Oh yeah, this series is still going. Sorry about the delay. One of the reasons why (apart from work being crazy) was the sheer, monumental task of picking just one animated short to represent the first decade of the 21st century. It’s like I said; before now there were only so many animation studios producing shorts in the West to choose from. Now though, virtually anything that appeared on Newgrounds between 2001 and 2010 was fair game, literally thousands of creators. How to pick just one? I bounced around between Homestar Runner and Badgers, which was essentially “something I could never cover in just one post” versus “something I couldn’t talk about long enough to fill even one post” before finally settling on today’s short; Charlie the Unicorn.

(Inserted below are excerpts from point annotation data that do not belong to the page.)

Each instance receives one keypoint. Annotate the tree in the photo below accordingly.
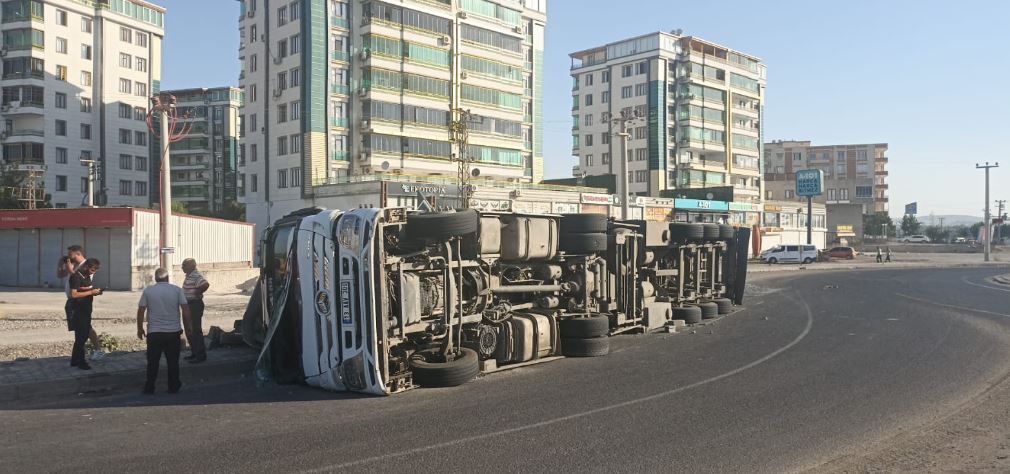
(910, 225)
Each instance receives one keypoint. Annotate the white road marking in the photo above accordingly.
(951, 306)
(581, 414)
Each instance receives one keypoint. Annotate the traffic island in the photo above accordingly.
(39, 379)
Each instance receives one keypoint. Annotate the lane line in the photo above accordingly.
(581, 414)
(965, 279)
(952, 306)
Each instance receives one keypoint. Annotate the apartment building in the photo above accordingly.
(339, 91)
(205, 164)
(700, 106)
(76, 84)
(854, 178)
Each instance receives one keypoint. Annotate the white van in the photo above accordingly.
(790, 254)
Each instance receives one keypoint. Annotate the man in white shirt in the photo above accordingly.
(163, 303)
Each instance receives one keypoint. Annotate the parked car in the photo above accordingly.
(790, 254)
(846, 253)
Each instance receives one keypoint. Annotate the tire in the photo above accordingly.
(584, 327)
(726, 232)
(444, 374)
(710, 231)
(690, 314)
(592, 347)
(708, 309)
(583, 243)
(725, 305)
(682, 231)
(583, 223)
(437, 225)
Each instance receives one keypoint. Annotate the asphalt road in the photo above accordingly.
(818, 368)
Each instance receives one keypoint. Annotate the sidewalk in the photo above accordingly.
(53, 377)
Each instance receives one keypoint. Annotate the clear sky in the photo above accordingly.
(929, 78)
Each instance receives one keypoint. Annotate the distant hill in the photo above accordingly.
(949, 219)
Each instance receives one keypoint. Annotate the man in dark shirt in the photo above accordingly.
(82, 295)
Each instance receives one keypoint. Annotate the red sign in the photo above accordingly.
(57, 218)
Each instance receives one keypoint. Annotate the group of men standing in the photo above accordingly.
(160, 306)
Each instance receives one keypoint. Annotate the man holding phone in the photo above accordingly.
(82, 295)
(163, 303)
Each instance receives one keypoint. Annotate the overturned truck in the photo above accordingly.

I said back when I reviewed Injun Country that just because a cartoon is cheap doesn’t mean it can’t be good and Charlie is a pretty excellent example of that. It is objectively the worst animated of any of the shorts I will review for this series but it overcomes that through a combination of strong writing and hilarious voice work (all done by animator Jason Steele) all leading up to a single, hilariously dark punchline.
It’s a great short, and pretty much a perfect summation of my generation’s sense of humour. There’s a clear Simpsons influence with an even bigger debt to South Park, two of the single most important shapers of the comedic voices of anyone who grew up in the nineties. It’s also a reaction to the ridiculously saccharine cartoons of the eighties, correctly twigging that there was something undeniably sinister about relentlessly chipper characters who want everyone to get along and have fun no matter what.

Be honest. If it turned out the Care Bears were harvesting organs, would you be shocked?
Animation was once one of the most exclusive and gated art forms in existence, with only a handful of universities and companies worldwide offering an entry point. Now, with the explosive democratisation of the artform brought on by the internet, anyone with an idea or a story to tell can buy some inexpensive software and become an animator. And, with the advent of sites like YouTube, they now have the perfect platform to thrive on.
Animated shorts never died, they just went to heaven.